Duane Morris - which is ranked among the nation's 100 biggest law firms and is expected to pull in $290 million this year - wasn't obligated to install public art when it moved its headquarters to United Plaza this summer. To its credit, the firm volunteered to bring in the Lichtenstein at its own expense. But its motivation wasn't selfless. Chairman Sheldon M. Bonovitz said he felt the 1975 office building by architect Welton Beckett needed some "panache. " With the help of the Philadelphia Museum of Art, Bonovitz arranged to lease Brushstroke Group, 96 from the Roy Lichtenstein Foundation for five years.

The firm clearly wanted the civic glow that comes with being a patron of the arts. But it wasn't civic-minded enough to share the full experience with the public.

Bonovitz doesn't even pretend that security was the motivation for taking over the plaza. The plaza was closed to pedestrians, he explained, so Duane Morris could hold private parties there. Let the brown-baggers eat elsewhere.

The firm was aided and abetted in this atrocity by its architect. Every element in BLT's design for the privatized plaza is aesthetically wrong. The metal fencing varies in height for no apparent reason. The Ranstead Street baffling is obtrusive and blinds pedestrians with reflected sunlight. The planted area around the 29-foot-high artwork is too big. The light fixtures at the sculpture's base pop out of the ground like mutant mushrooms.

It's not the first time that BLT has helped to muck up a high-traffic pedestrian space. The firm is also responsible for the two clunky SEPTA headhouses in the Penn Center plaza, between 15th and 16th Streets. The crude metal struts supporting the glass headhouses look as if they were designed with a welding torch.

Bonovitz, an avid art collector who serves on the boards of the Philadelphia Museum of Art and the Barnes Foundation, concedes that the Lichtenstein fortification is less elegant than he hoped. He said BLT is redesigning the fence to make it uniform in height and also wants to camouflage the baffles with vines. Where those vines will take root, however, is anyone's guess, since the baffles are bolted onto concrete.

Softening the baffles won't do much for the unfortunate Ranstead Street merchants - a jeweler, vitamin store, pizza parlor and shoe repairer. Jay Hong, owner of Ranstead Shoe Repair, complained that his shoe-shine customers now look out on the metal barrier instead of a lively plaza. "It looks like a jail," he said.

Even worse, the retailers could lose business because they will be less visible to passersby.

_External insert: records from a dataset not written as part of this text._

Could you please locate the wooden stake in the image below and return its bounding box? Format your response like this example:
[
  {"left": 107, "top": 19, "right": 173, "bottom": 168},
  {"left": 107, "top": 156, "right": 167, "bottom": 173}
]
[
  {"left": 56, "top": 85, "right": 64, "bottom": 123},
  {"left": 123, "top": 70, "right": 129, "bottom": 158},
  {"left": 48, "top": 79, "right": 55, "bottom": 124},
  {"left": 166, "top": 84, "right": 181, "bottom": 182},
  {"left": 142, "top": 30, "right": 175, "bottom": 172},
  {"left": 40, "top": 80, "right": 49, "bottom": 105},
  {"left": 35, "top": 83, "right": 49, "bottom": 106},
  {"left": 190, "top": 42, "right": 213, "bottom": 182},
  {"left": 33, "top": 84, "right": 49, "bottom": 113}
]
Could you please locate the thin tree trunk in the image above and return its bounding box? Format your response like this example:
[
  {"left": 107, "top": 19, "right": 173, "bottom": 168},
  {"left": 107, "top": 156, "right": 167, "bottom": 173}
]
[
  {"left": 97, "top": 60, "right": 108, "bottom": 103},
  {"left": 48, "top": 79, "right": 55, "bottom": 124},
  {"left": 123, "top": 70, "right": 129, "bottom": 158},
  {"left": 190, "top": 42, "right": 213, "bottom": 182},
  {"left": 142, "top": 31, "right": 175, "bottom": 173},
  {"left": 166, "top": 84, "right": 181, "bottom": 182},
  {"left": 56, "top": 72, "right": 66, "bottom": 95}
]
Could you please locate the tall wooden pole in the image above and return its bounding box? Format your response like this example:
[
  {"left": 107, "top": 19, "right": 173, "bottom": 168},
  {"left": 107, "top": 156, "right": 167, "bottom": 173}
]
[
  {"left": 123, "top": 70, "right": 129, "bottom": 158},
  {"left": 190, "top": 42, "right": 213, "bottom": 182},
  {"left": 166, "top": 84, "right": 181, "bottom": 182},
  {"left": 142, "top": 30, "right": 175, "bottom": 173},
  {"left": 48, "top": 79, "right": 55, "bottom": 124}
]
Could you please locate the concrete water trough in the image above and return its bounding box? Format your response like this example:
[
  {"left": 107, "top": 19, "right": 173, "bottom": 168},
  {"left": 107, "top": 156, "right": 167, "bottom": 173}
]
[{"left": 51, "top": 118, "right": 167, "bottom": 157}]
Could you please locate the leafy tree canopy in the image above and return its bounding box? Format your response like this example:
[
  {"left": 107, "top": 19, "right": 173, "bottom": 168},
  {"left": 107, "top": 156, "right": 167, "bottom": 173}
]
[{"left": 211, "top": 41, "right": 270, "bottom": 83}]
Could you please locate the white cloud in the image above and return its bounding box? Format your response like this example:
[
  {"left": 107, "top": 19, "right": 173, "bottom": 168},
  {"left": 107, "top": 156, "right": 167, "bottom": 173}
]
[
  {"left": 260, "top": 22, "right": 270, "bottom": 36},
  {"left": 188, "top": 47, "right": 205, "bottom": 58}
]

That hardly seems fair.

"It's our property, so it's fair," Bonovitz retorted when asked about the impact on the merchants. Thanks to Duane Morris , we may be able to watch another of Philadelphia's old, narrow streets be reduced to back-alley status.

The law firm has already decreased the area's retail mix by one store. The tower's ground floor once housed the Workbench furniture chain, but it was converted to the firm's cafeteria. Like the plaza, the restaurant isn't open to the public.

For Bonovitz, who specializes in collecting painting by self-taught outsider artists, being able to lease a Lichtenstein sculpture is a big coup. Unfortunately, it has reduced the rest of us to permanent outsiders.